Part of the reason why I’ve not achieved as much as I’d hoped this week is that the web server that hosts another project I look after had a hardware failure. It’s shared hosting with Dreamhost and they attempted to recover the site from their backups.
This is really frustrating for a number of reasons:
- Their backups are three days old and I’ve got daily backups so mine are much newer (they tell users not to rely on their backups… so I didn’t).
- Their backups are incomplete… sigh. When setting up their backups someone obviously decided it would be a good idea to exclude any files found in a directory called ‘tmp’. However, some web frameworks, such as CakePHP, store logs and cache files in a ‘tmp’ directory within the app. The result is that when the host recovers the files from their backups the apps won’t run as they are missing the directory structure they expect in ‘tmp’.
- In order to copy the backed up files over to the new server and still serve the sites in the mean time they mount the backup file system across the network. Not only do you get network latency but the restore process is pretty heavy. Since the restore process started the load on the server hasn’t been below 250 and is often up at 500! The result is a site that’s partially broken (see 2) and, when it can serve content, the content is out-of-date and takes 20-30s to be served due to the load.
- When they came to use the backup server they found it to be “degraded” so the recovery process is taking even longer. It’s currently been running for four days!!! (Update, still running 12 days later.)

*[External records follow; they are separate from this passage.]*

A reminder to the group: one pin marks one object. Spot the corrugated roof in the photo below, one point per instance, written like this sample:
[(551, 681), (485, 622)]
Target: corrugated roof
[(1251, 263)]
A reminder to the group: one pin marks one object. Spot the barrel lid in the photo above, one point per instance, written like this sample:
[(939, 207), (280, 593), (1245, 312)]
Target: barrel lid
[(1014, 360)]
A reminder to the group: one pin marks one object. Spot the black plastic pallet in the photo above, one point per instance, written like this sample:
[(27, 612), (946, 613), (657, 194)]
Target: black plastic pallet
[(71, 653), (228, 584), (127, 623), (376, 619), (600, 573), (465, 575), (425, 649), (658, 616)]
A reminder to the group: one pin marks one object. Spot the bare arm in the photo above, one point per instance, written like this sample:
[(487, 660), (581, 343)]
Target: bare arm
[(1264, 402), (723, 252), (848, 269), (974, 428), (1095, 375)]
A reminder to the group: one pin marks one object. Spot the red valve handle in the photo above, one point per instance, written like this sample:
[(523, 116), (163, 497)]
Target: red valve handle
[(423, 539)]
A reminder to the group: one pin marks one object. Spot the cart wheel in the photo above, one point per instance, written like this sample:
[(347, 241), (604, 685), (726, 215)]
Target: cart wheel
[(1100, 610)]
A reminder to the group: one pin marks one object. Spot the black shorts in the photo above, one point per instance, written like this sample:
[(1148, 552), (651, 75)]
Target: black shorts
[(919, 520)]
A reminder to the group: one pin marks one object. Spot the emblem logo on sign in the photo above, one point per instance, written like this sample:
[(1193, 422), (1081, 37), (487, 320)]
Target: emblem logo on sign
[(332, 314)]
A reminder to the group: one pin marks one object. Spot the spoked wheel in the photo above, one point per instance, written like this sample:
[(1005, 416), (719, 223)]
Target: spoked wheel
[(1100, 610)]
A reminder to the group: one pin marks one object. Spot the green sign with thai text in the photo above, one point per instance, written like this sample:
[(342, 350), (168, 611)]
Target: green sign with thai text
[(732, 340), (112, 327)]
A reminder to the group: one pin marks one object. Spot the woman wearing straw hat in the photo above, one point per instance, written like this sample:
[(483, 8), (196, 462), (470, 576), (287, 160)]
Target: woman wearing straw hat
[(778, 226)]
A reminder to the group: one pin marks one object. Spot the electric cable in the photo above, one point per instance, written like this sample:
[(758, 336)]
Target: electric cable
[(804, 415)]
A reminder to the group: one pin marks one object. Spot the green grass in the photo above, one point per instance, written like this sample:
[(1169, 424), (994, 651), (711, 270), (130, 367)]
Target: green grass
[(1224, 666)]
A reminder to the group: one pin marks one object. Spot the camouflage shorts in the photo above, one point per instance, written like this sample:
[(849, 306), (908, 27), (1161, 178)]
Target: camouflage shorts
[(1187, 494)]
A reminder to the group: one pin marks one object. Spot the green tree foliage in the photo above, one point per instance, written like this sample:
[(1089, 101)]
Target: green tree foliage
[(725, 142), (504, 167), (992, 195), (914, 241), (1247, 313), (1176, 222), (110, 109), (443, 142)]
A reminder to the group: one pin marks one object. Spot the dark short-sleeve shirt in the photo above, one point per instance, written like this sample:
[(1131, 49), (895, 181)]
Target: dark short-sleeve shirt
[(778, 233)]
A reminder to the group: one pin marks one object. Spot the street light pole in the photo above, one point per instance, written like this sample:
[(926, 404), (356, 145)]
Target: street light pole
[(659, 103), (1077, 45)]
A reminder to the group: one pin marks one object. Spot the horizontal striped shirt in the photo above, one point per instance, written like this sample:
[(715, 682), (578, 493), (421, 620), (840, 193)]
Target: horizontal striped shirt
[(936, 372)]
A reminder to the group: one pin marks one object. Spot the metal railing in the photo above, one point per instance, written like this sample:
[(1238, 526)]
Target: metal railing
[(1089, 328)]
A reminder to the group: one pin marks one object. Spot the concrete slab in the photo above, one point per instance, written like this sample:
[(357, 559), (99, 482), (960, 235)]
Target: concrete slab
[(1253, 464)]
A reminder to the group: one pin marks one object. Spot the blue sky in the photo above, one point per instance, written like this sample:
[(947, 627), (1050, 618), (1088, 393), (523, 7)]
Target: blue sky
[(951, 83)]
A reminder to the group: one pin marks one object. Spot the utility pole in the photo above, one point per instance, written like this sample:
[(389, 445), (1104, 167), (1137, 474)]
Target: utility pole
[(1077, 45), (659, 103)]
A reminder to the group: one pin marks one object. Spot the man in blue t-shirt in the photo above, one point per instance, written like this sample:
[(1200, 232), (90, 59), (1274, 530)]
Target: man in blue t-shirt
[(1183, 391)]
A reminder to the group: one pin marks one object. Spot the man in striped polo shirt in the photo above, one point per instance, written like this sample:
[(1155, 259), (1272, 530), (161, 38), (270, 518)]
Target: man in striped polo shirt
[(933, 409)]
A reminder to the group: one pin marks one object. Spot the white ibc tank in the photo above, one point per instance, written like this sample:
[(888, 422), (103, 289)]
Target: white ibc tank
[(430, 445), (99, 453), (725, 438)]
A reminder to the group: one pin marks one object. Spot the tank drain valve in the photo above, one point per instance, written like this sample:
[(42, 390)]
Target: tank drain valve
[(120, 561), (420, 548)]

I understand the host’s reason for what they’re doing (they can’t rely on everyone to take backups and this is the least hassle recovery path) but they haven’t offered those customers that have good backups an opportunity to get their sites up quickly. I raised a ticket asking to be moved to another server and, although they replied to the ticket, they just referred me to the current “update” message which apologised for the load on the server and mentioned the “degraded” backup (which I’d already seen). They even had the cheek to suggest one way out of the current predicament was for me to buy one of their Virtual Private Servers! As if, following four days of downtime and with them unable to give an ETA for the end of the recovery, I’d spend money on a VPS with them?
The whole episode has left me wondering what the point of my backups were when I couldn’t use them to recover my site with Dreahost? So I decided to make use of them, I signed up for some new hosting and moved the site using my backups. This wasn’t a quick or easy process (we’re talking five databases and a mixture of Perl and PHP code and some 5,000+ files) and it took about seven hours work (although this wasn’t continuous) to get things set up and tested. There’s also the time it takes for the DNS to propagate but Dreamhost’s recovery process is so slow that I think the seven hours I spent and the time to propagate (even if it’s 48hrs) have not been lost. There are a couple of bonuses with the new host but the main one is speed, the site zips along faster than it ever has… so, the whole process has been a bit of a pain but not necessarily a bad outcome. The move also prompted me to complete the site documentation I’d been writing so that’s good too.
I still think it’s a massive shame that I’ve had this experience with Dreamhost. They still represent good value for money and offer a lot of flexibility. It’s unfortunate that the flexibility didn’t extend to the recovery process and effectively forced me to move one of my accounts.
UPDATE – After more than two weeks the server was still struggling under high load and the messages in the customer panel were giving no new information. This meant I was right to move the site when I did although I still feel a little sad that the situation led me to have to do that in the first place.